The existing layout of the educational and socio-cultural work field is still the result of (1) an old fashioned production system and (2) the rule-guided communication and distribution systems linked to that. The development of a common carrier for sound, picture and text has, meanwhile, put the future of the disciplinary allotment at risk. The individualisation of the learning process, finally, has overturned all the rules that up to now have predetermined, well in advance, what the individual needed in the way of content and duration in order to lay down a particular learning or socialising trajectory.

In the new knowledge-based environment, the user has simultaneous access to picture, text and sound. He can, moreover, manipulate and process them at will. The question of identity, and social and cultural attention, that to a significant extent determine in advance the content and duration of the learning process, are now defined by the user himself. It is this new user-driven educational, social and cultural participation paradigm that nowadays has to determine the layout of the work field.
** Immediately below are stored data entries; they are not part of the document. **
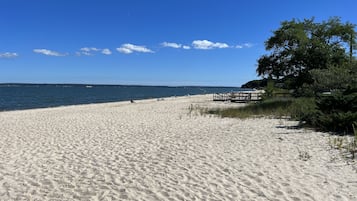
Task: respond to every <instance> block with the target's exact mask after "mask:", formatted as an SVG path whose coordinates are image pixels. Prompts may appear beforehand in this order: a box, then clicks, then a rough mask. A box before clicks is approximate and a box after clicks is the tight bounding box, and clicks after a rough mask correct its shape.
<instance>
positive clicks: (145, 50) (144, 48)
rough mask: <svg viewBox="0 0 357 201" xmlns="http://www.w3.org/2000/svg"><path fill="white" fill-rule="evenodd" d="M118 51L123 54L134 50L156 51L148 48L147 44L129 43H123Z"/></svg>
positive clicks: (129, 52) (135, 50)
mask: <svg viewBox="0 0 357 201" xmlns="http://www.w3.org/2000/svg"><path fill="white" fill-rule="evenodd" d="M117 51H118V52H121V53H123V54H131V53H133V52H143V53H154V51H152V50H150V49H148V48H146V47H145V46H138V45H133V44H129V43H127V44H123V45H122V46H121V47H119V48H117Z"/></svg>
In conformity with the new knowledge-based production and reproduction systems, and taking user feedback into account, the educational, social and cultural work field must now, collectively, set up a correspondent distribution system. Instead of, as used to be the case, mainly being committed to the profile of their institution, librarians, trainers, cultural initiators will from now on have to be committed, in particular off screen in a multidisciplinary way, to the strengthening of the position of the individual user within the new knowledge-based environment. In short, their task will consist in particular of effecting cross-discipline control of knowledge and information in the direction of the user. The private appearance de visu, by contrast, of the different operators, is only necessary in this knowledge-based environment if the user expressly requests it.
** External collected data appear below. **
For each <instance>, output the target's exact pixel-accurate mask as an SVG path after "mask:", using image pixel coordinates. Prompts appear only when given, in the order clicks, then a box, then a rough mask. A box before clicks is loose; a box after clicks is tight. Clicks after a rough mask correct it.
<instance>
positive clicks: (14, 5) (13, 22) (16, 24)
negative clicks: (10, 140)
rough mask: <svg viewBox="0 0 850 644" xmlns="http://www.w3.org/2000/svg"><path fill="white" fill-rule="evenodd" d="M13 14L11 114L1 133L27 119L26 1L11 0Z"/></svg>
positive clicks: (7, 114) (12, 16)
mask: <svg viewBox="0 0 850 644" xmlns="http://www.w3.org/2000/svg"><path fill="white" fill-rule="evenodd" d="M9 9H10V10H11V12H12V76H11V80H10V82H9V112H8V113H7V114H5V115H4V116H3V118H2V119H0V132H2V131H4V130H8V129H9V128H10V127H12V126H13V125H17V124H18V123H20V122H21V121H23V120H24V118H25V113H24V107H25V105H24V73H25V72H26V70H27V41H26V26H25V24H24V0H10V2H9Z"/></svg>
Since October 1996, librarians and educationists have been contemplating within the context of the Socrates project: The Public and the Library, on how such a cross-discipline distribution system can be effected for educational work, libraries and the cultural sector. The starting points of the participants in this project: Danes, Flemings, Catalans, and Italians, are diverse. The northerners have comparatively good penetration of the Internet and a good educational, social and cultural physical network. The partners implement the user-driven participation paradigm differently, according to their different stances.
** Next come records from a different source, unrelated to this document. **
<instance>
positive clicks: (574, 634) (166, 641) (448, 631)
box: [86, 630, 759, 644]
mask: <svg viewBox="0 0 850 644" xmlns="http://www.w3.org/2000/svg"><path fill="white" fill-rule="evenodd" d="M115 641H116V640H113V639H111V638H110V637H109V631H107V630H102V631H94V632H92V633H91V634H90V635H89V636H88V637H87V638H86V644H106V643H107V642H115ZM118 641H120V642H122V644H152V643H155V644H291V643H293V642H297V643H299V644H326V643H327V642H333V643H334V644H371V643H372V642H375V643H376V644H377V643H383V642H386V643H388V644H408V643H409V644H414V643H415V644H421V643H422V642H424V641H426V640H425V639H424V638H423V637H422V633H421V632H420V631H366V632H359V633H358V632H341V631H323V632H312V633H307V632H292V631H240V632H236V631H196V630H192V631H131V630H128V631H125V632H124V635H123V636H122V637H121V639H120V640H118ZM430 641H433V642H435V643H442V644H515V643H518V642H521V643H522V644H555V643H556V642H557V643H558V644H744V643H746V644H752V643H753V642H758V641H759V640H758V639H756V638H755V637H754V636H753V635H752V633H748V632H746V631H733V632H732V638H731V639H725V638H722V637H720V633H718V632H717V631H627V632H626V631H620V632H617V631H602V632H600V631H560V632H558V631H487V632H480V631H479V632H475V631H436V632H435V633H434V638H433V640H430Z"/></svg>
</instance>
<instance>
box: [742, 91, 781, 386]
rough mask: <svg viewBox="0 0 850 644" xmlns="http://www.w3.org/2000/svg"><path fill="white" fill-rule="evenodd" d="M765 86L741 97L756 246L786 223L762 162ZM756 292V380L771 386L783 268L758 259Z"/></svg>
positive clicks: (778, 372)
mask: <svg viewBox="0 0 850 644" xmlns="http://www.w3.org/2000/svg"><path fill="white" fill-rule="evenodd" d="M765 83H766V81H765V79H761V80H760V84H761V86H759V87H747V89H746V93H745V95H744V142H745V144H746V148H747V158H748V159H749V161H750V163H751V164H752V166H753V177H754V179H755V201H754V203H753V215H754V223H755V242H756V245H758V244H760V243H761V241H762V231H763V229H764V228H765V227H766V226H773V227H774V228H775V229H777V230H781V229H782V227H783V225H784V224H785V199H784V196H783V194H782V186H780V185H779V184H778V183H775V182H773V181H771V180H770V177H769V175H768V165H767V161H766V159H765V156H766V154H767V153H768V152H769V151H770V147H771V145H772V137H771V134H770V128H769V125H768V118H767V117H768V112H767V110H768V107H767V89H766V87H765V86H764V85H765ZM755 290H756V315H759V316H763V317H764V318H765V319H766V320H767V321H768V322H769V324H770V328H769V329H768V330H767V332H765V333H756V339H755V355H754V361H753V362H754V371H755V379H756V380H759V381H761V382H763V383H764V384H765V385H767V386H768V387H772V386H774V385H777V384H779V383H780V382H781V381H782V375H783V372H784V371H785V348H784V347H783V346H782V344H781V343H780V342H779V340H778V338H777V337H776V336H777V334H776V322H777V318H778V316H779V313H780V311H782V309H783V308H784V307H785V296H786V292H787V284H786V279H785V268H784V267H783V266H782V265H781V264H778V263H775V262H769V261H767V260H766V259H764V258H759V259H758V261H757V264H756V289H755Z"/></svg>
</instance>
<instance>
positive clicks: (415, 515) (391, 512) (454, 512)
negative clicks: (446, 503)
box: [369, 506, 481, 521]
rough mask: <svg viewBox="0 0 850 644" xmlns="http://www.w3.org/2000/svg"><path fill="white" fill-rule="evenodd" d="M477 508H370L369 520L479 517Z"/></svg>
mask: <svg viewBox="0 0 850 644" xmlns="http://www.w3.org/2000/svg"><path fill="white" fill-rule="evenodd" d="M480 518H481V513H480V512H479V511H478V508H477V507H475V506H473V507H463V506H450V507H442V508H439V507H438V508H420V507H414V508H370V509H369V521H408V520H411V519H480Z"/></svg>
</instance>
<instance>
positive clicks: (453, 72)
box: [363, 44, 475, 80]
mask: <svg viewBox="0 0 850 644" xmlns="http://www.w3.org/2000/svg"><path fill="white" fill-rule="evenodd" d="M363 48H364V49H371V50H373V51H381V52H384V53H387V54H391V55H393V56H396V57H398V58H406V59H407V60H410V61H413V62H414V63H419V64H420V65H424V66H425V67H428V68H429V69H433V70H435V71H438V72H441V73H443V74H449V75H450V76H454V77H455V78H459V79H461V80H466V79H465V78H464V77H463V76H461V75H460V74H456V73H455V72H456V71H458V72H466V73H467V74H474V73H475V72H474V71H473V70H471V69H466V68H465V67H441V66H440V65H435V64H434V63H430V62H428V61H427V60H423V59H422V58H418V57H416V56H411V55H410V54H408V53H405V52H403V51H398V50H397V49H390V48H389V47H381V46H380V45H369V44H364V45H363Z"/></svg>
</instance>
In the north, and particularly in Flanders, the emphasis currently lies in the development of sound access to the WWW. The southerners, with the Italians at the head, who for decades now have unfortunately been lacking an educational, social and cultural infrastructure, are, by contrast, beginning the construction of a physical infrastructure that should facilitate the knowledge-based distribution of the entire educational, social and cultural work field, cf. La dessiminazione stellare in Isolotto/Florence. The northerners hope that the existing distribution system will gradually adapt itself to the order of the new participation paradigm. The southerners can spare themselves this painful transformation process. They will soon be ready with a physical infrastructure that slots in perfectly with the new user-controlled participation paradigm.